I got this strange line of code today, it tells me 'empty' or 'not empty' depending on whether the CWD has any items (other than . and ..) in it.

I want to know how it works because it makes no sense to me.

perl -le 'print+(q=not =)[2==(()=<.* *>)].empty'

The bit I am interested in is <.* *>. I don't understand how it gets the names of all the files in the directory.

Answer 1

It's a golfed one-liner. The -e flag means to execute the rest of the command line as the program. The -l enables automatic line-end processing.

The <.* *> portion is a glob containing two patterns to expand: .* and *.

This portion

(q=not =)

is a list containing a single value -- the string "not". The q=...= is an alternate string delimiter, apparently used because the single-quote is being used to quote the one-liner.

The [...] portion is the subscript into that list.
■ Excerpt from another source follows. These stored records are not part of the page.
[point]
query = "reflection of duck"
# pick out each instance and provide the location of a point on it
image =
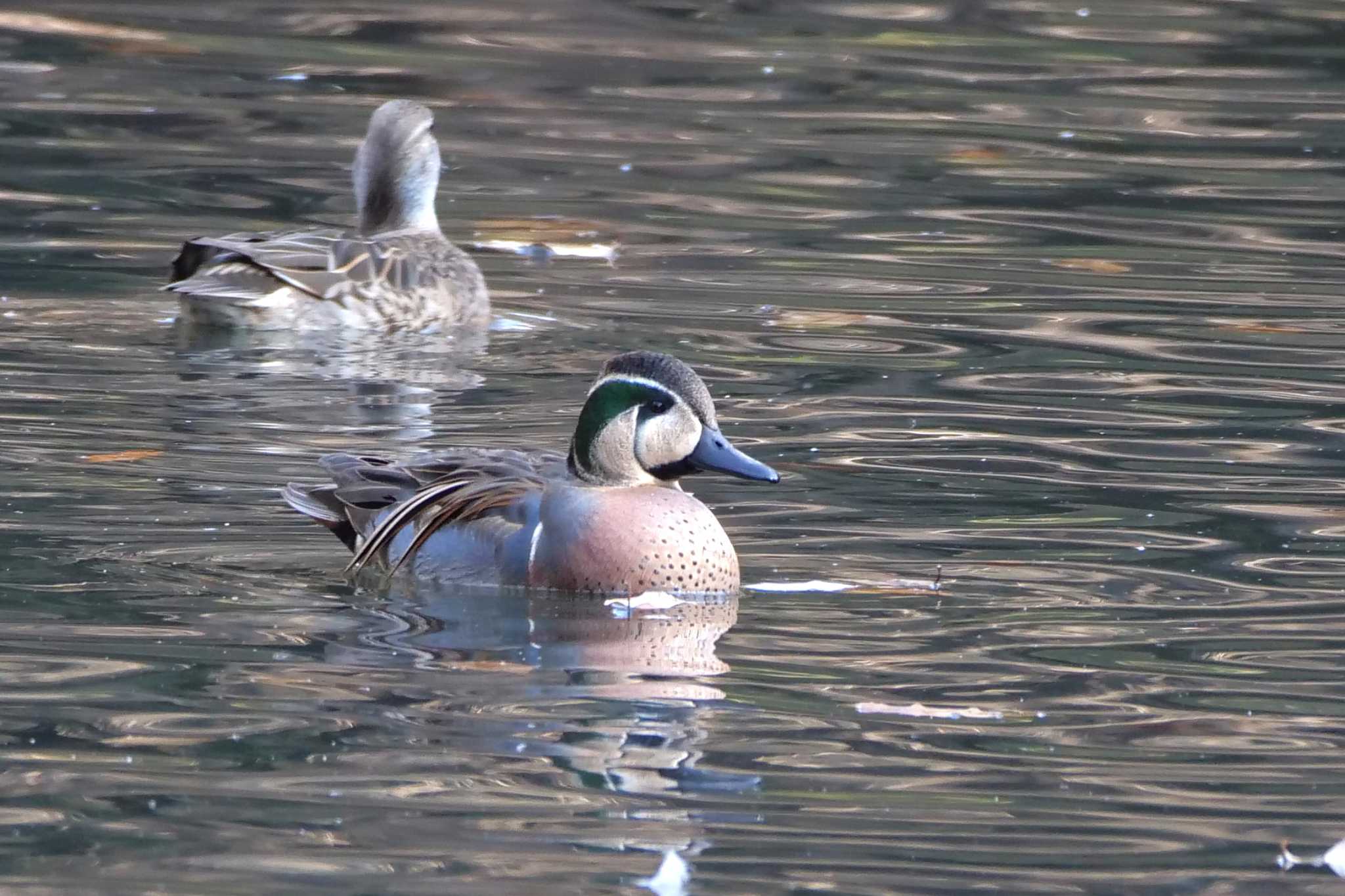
(608, 517)
(397, 270)
(580, 633)
(632, 668)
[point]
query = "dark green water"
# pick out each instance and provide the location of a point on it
(1047, 296)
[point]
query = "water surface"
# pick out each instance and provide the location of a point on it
(1043, 296)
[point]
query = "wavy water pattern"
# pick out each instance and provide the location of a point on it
(1038, 300)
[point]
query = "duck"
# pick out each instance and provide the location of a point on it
(397, 270)
(608, 516)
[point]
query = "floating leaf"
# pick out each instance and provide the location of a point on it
(116, 457)
(646, 601)
(811, 585)
(920, 711)
(1333, 859)
(975, 155)
(671, 876)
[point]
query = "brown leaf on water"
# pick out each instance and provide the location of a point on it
(808, 317)
(116, 457)
(1091, 265)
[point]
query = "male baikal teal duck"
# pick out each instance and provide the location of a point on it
(607, 517)
(396, 270)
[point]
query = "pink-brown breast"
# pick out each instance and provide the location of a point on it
(628, 540)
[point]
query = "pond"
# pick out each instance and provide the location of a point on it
(1040, 300)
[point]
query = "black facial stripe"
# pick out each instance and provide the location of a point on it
(674, 471)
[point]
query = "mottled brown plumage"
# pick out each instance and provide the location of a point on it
(396, 270)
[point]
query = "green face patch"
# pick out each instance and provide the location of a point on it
(604, 403)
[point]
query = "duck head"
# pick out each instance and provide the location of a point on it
(650, 421)
(397, 169)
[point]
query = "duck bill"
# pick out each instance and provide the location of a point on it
(716, 453)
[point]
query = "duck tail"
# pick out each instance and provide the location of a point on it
(322, 504)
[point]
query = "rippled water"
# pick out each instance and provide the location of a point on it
(1046, 296)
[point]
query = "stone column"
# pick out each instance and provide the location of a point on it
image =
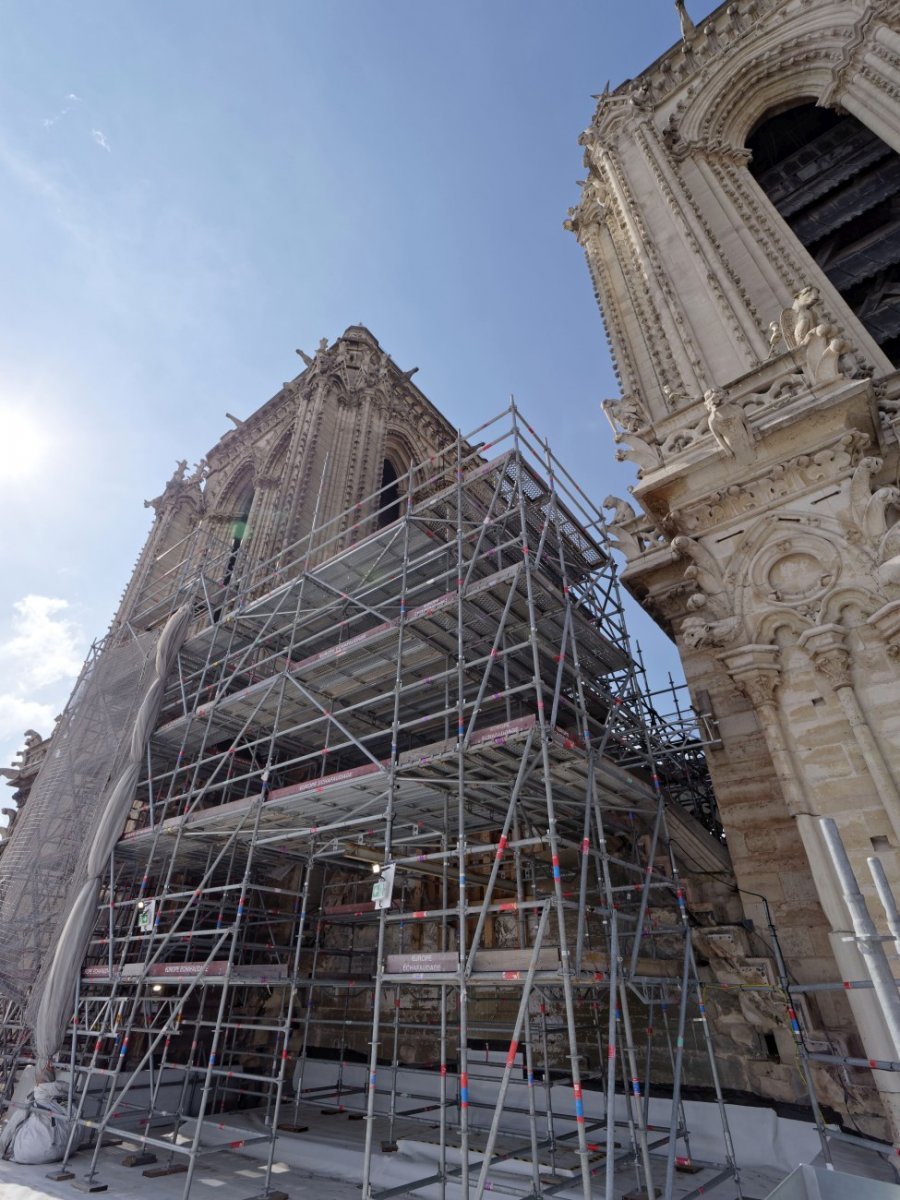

The value of the subscript will be either 0 (the value "not ") or 1 (nothing, which prints as the empty string) depending on the result of this comparison:

2 == (()=<.* *>)

There's a lot happening here. The comparison tests whether or not the glob returned a list of exactly two items (assumed to be . and ..) but how it does that is tricky. The inner parentheses denote an empty list. Assigning to this list puts the glob in list context so that it returns all the files in the directory. (In scalar context it would behave like an iterator and return only one at a time.) The assignment itself is evaluated in scalar context (being on the right hand side of the comparison) and therefore returns the number of elements assigned.

The leading + is to prevent Perl from parsing the list as arguments to print. The trailing .empty concatenates the string "empty" to whatever came out of the list (i.e. either "not " or the empty string).